The Plot Against America

Ron Rosenbaum has gotten his hands on a galley copy of Philip Roth’s new novel, due for release in October. He doesn’t tell us much that we didn’t already know — that it’s an alternative-future novel in which the pro-fascist, anti-Semitic Charles Lindbergh follows his victory over FDR in 1940 by signing non-agression pacts with Germany and Japan. What I didn’t know is that it is told from the perspective of the Roth family of Newark, NJ, including nine-year-old Philip, and that the Roths and other urban Jews are encouraged by the Lindbergh administration to relocate to rural areas, where their “American Absorption” might be completed.

What a conceit! I’m excited to learn that Roth is melding his recent interests in mid-century American history with the more experimental projects of the late-80s and early-90s — Operation Shylock, in particular. I can’t think of another American novelist who could pull it off right now. Given Rosenbaum’s enthusiasm for the novel — he read its 390 pages in one night — I’m getting downright giddy.

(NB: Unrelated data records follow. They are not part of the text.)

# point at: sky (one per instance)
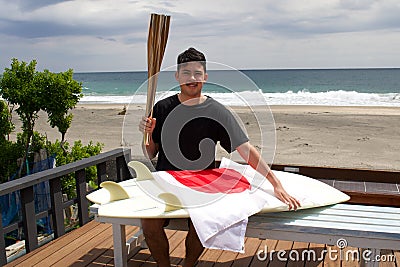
(111, 35)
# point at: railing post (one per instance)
(3, 256)
(57, 207)
(122, 167)
(28, 218)
(101, 172)
(83, 207)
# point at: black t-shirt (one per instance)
(187, 135)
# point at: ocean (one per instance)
(336, 87)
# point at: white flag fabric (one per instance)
(219, 202)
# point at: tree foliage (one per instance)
(62, 93)
(6, 126)
(31, 91)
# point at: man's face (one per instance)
(191, 77)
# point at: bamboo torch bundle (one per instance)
(156, 43)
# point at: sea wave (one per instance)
(302, 97)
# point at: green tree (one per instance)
(62, 94)
(6, 126)
(19, 87)
(31, 91)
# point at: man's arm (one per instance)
(250, 154)
(147, 125)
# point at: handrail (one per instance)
(53, 176)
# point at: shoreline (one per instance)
(308, 135)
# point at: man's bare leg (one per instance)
(194, 248)
(156, 240)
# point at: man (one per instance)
(183, 132)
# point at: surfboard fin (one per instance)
(172, 202)
(142, 172)
(117, 192)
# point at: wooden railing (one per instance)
(25, 186)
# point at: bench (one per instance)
(345, 225)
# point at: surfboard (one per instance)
(144, 197)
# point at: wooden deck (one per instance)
(91, 245)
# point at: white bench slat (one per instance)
(332, 217)
(355, 207)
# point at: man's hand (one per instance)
(147, 125)
(283, 196)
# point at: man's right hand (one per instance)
(147, 125)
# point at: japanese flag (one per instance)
(219, 202)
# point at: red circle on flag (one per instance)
(213, 181)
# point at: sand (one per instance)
(348, 137)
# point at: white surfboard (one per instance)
(143, 197)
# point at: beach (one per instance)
(333, 136)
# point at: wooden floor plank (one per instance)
(177, 254)
(295, 255)
(208, 257)
(397, 257)
(251, 248)
(56, 245)
(95, 254)
(143, 257)
(77, 249)
(263, 256)
(331, 258)
(91, 245)
(320, 254)
(226, 259)
(281, 254)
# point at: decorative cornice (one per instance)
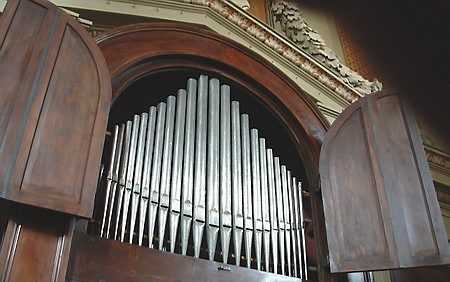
(317, 69)
(297, 29)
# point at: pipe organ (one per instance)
(189, 176)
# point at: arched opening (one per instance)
(144, 73)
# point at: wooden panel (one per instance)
(36, 245)
(434, 274)
(55, 112)
(98, 259)
(380, 207)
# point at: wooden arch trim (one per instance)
(136, 50)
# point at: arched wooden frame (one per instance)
(134, 51)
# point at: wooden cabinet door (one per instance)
(55, 98)
(380, 206)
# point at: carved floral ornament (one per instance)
(296, 28)
(345, 82)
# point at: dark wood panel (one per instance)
(36, 245)
(55, 116)
(98, 259)
(429, 274)
(380, 206)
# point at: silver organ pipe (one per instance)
(246, 187)
(194, 164)
(166, 169)
(238, 210)
(225, 171)
(188, 165)
(175, 193)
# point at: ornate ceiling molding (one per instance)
(317, 69)
(327, 78)
(297, 29)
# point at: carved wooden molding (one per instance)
(293, 53)
(438, 158)
(297, 29)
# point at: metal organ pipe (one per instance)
(195, 160)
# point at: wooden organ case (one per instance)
(374, 208)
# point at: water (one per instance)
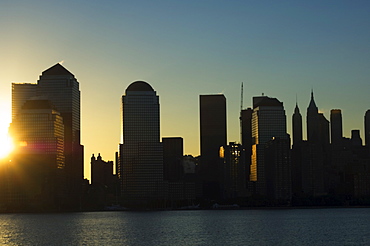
(347, 226)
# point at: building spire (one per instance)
(312, 105)
(296, 109)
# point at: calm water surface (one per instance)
(348, 226)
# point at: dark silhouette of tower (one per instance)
(38, 160)
(312, 120)
(141, 154)
(268, 123)
(367, 129)
(212, 137)
(315, 155)
(61, 87)
(173, 152)
(297, 126)
(336, 128)
(297, 151)
(246, 139)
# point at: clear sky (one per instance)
(186, 48)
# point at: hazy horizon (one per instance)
(184, 49)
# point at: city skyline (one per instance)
(283, 50)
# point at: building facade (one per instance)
(61, 87)
(141, 154)
(268, 122)
(213, 135)
(38, 160)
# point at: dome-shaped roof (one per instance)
(139, 86)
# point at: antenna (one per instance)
(240, 118)
(241, 98)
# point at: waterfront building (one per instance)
(297, 126)
(213, 135)
(34, 173)
(141, 153)
(173, 152)
(246, 139)
(233, 171)
(296, 157)
(61, 87)
(268, 122)
(336, 126)
(367, 129)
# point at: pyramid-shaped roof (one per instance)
(57, 69)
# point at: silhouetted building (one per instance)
(356, 140)
(141, 154)
(278, 170)
(104, 184)
(367, 129)
(315, 152)
(35, 173)
(296, 162)
(101, 171)
(59, 86)
(173, 158)
(246, 138)
(233, 169)
(336, 127)
(268, 122)
(21, 92)
(212, 137)
(297, 127)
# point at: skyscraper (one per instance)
(297, 126)
(141, 154)
(173, 152)
(298, 144)
(268, 122)
(315, 154)
(38, 131)
(61, 87)
(312, 120)
(212, 136)
(336, 128)
(367, 128)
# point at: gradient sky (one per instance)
(186, 48)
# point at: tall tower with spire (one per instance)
(61, 88)
(312, 120)
(297, 126)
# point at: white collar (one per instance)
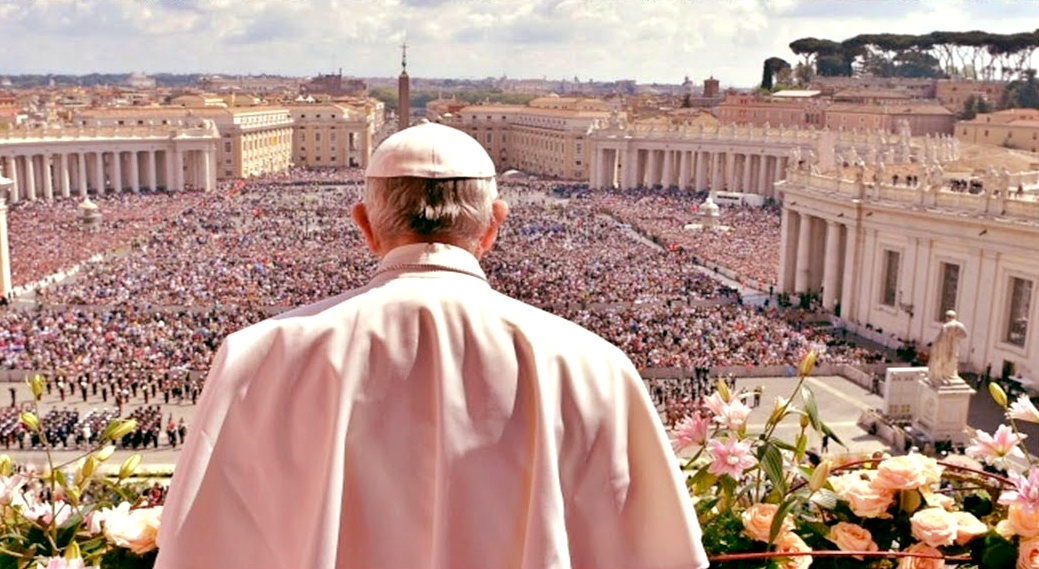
(417, 258)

Rather than discuss the particular details of The Plot Against America, Rosenbaum chases several tangents, the most interesting of which involves Steven Spielberg and Mel Gibson. Several years ago, Spielberg optioned the rights to A. Scott Berg’s biography of Lindbergh, but after making Schindler’s List and learning of Lindbergh’s support of fascism and his anti-Semitism, Spielberg slowed development of his film project. Rosenbaum suggests that the director drop it entirely and adapt Roth’s new novel instead. Doing so would allow Spielberg to treat the subject with a little due rage, while also responding to Mel Gibson’s latest blockbuster. (As Frank Rich notes, Spielberg has been unusually quiet about The Passion). I especially like this bit:

making movies with the solemn burden of “creating tolerance” is not always the best way of evoking an artist’s best work. A dip into Mr. Roth’s rage might be just the thing for Mr. Spielberg, fire him up again. While there are other directors who could make this a great film, Mr. Spielberg’s feel for the Amazing Stories pastiche mystique of the period, his intuitive feel for communicating the emotion beneath the surface of pop-culture obsessions, make one hope he could bring some of the sizzle to Mr. Roth’s steak that would make it a powerful film, an event. No rides, no toys, but an event.